Designing drugs targeting “twin” cancer proteins

Some proteins in the human body are easy to block with medication; they have an obvious place in their structure where a drug can fit, like a key in a lock. But other proteins are more difficult to target because they lack clear drug-binding sites.

To design a drug that blocks a cancer-linked protein, Scripps Research scientists took inspiration from the protein’s paralog, or “twin.” Using innovative chemical biology methods, the scientists identified a drug site on the paralogue, then used this knowledge to characterize drugs that bound to a similar, but harder to detect, site on its twin. Ultimately, they found drugs that bound only to the protein of interest and not to its very similar sister.

Their approach, described in Nature Chemical Biology on September 18, 2024, and dubbed “paralog jumping,” could uncover new binding sites for drugs and inform drug development more broadly, since nearly half of the proteins in human cells, many involved in cancer and autoimmune diseases have such paralogues.

“This method can be generally useful in cases where you have paralogues and you are trying to find a new drug for one of them,” says lead author Benjamin Cravatt, Ph.D., the Norton B. Gilula Chair in Biology and Chemistry. at Scripps Research. “Being able to target one paralog over another is an important goal in drug development, because two paralogs often have different functions.”

Many genes have duplicated themselves during evolution, resulting in multiple copies in the human genome. In some cases, the copies evolved in slightly different sequences from each other, turning their corresponding proteins into paralogs. These protein paralogs remain very similar in structure and often have redundant or overlapping functions within cells.

In recent years, Cravatt’s research team has formulated an approach to developing drugs that bind to the amino acid cysteine, a protein building block with unique and highly reactive chemical properties. The scientists’ method takes advantage of cysteines as the optimal site for drugs to permanently attach to a protein, often deactivating it. However, not all proteins contain accessible cysteines. In the case of paralogous pairs, one protein may contain a druggable cysteine ​​while the other does not.

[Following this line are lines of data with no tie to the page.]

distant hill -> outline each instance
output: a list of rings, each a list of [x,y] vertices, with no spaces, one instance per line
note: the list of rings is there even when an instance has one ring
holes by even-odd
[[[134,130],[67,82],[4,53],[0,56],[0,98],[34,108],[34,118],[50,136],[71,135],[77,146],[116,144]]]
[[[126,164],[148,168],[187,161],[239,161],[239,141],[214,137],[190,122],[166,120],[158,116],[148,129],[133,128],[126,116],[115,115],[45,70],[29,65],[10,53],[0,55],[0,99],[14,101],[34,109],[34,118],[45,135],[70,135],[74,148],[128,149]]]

“We started with the idea that if you know how to process a protein, you can figure out how to process its paralogue in the same way,” says Yuanjin Zhang, a graduate student at Scripps Research and first author of the new paper.

As a test case, the team addressed the paralog pair known as CCNE1 and CCNE2. Both proteins have been found to be overactive in breast, ovarian and lung cancer. However, scientists suspected that the two proteins played slightly different roles. The team postulated that deactivating a single protein could make treatment of certain cancers more effective.

However, it has been difficult to design drugs targeting CCNE1 and CCNE2 proteins to test this hypothesis. Cravatt, Zhang and their colleagues knew that CCNE2 contained a druggable cysteine, while CCNE1 did not. If they could identify drugs that bound to the same location on CCNE1, even in the absence of cysteine, they suspected the protein would shut down.

The scientists first introduced a cysteine ​​into CCNE1, mimicking the drug binding point they had identified in CCNE2. They then exploited this neo-cysteine ​​to identify drugs that bind to CCNE1. Next, they screened a library of other chemical compounds to determine their ability to compete with this drug by binding to CCNE1. The team reasoned that some of the compounds competing for the same spot would bind in a way that was not dependent on cysteine.

Indeed, Cravatt, Zhang and their colleagues discovered several compounds that could bind to the same site on CCNE1 even when the cysteine ​​was removed again. Some compounds did not bind to CCNE2. Some also had opposite functions, stabilizing the molecule so that it was more active than usual, rather than inactivating it. Structural studies revealed that CCNE1 compounds bind to a cryptic pocket previously not known to be druggable.

The team says the approach highlights the importance of drug testing in diverse and creative ways.

“If we had just looked for compounds with a particular function, we wouldn’t have identified all these different functional molecules, and if we had just looked at the structure of CCNE1, we wouldn’t have found this binding pocket at all ” said Zhang.

Further research is needed to discover whether the new compounds have potential utility in treating cancer or other diseases in which CCNE1 plays a role. Next, the scientists plan to apply their paralog-skipping method to other protein pairs important for tumorigenesis.

In addition to Cravatt and Zhang, the study’s authors include Zhonglin Liu, Sang Joon Won, Divya Bezwada and Bruno Melillo of Scripps; and Marsha Hirschi, Oleg Brodsky, Eric Johnson, Asako Nagata, Matthew D. Petroski, Jaimeen D. Majmudar, Sherry Niessen, Todd VanArsdale, Adam M. Gilbert, Matthew M. Hayward, Al E. Stewart, and Andrew R. Nager of Pfizer , Inc.